Comment by NoMoreNicksLeft

2 years ago

I suspect that in 50 years, few people will be eating any seafood that isn't cultivated (aquaculture). Not out of choice, and not because of changing cultural values (it is tasty, after all). But because there's just none left. Saw a headline on reddit the other day, $800,000 for a single bluefin tuna. Granted, it was large (over 500 lbs), but you don't hold auctions with winning bids approaching a million dollars on a single fish when they're still in easy supply.

I had assumed that this article would be talking about bluefin, was slightly surprised.

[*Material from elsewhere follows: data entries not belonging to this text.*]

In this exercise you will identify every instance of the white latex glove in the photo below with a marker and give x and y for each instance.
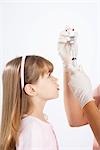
(81, 86)
(67, 47)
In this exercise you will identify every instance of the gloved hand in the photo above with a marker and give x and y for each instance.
(81, 86)
(67, 47)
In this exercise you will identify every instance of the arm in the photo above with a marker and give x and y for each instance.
(74, 113)
(93, 115)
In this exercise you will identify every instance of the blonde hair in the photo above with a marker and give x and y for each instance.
(16, 102)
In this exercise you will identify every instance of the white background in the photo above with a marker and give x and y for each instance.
(29, 27)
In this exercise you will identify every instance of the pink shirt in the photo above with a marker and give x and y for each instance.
(96, 94)
(36, 134)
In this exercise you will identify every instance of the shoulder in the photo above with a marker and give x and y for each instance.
(30, 123)
(96, 95)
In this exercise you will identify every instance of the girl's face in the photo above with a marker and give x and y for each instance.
(47, 87)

It's kind of screwed up, if you ask me.

Not a fan of sushi, and I guess I didn't know what a poke ball, but it's not just the fish favored by Japanese cuisine. I don't even know when the last time I would've eaten real cod at Long John's... in the 1980's as a kid? Now it's all something like Alaskan pollock or whatever. Gulf coast shrimp, shellfish off the east coast, very little of it seems to be in good status.

> $800,000 for a single bluefin tuna. Granted, it was large (over 500 lbs), but you don't hold auctions with winning bids approaching a million dollars on a single fish when they're still in easy supply.

That had nothing to do with supply. It was the first tuna of the season and people bid on it as a status symbol.

These crazy prices are typically bought for the advertising of having paid those prices, they aren’t a reflection of cost of the goods. The 800k fish was the first fish auctioned in the new year, which gets a lot of news cycles given the importance of the auction in Japan.

Even now, I thought most tuna were farmed. There are certainly lots of large farms in the Mediterranean.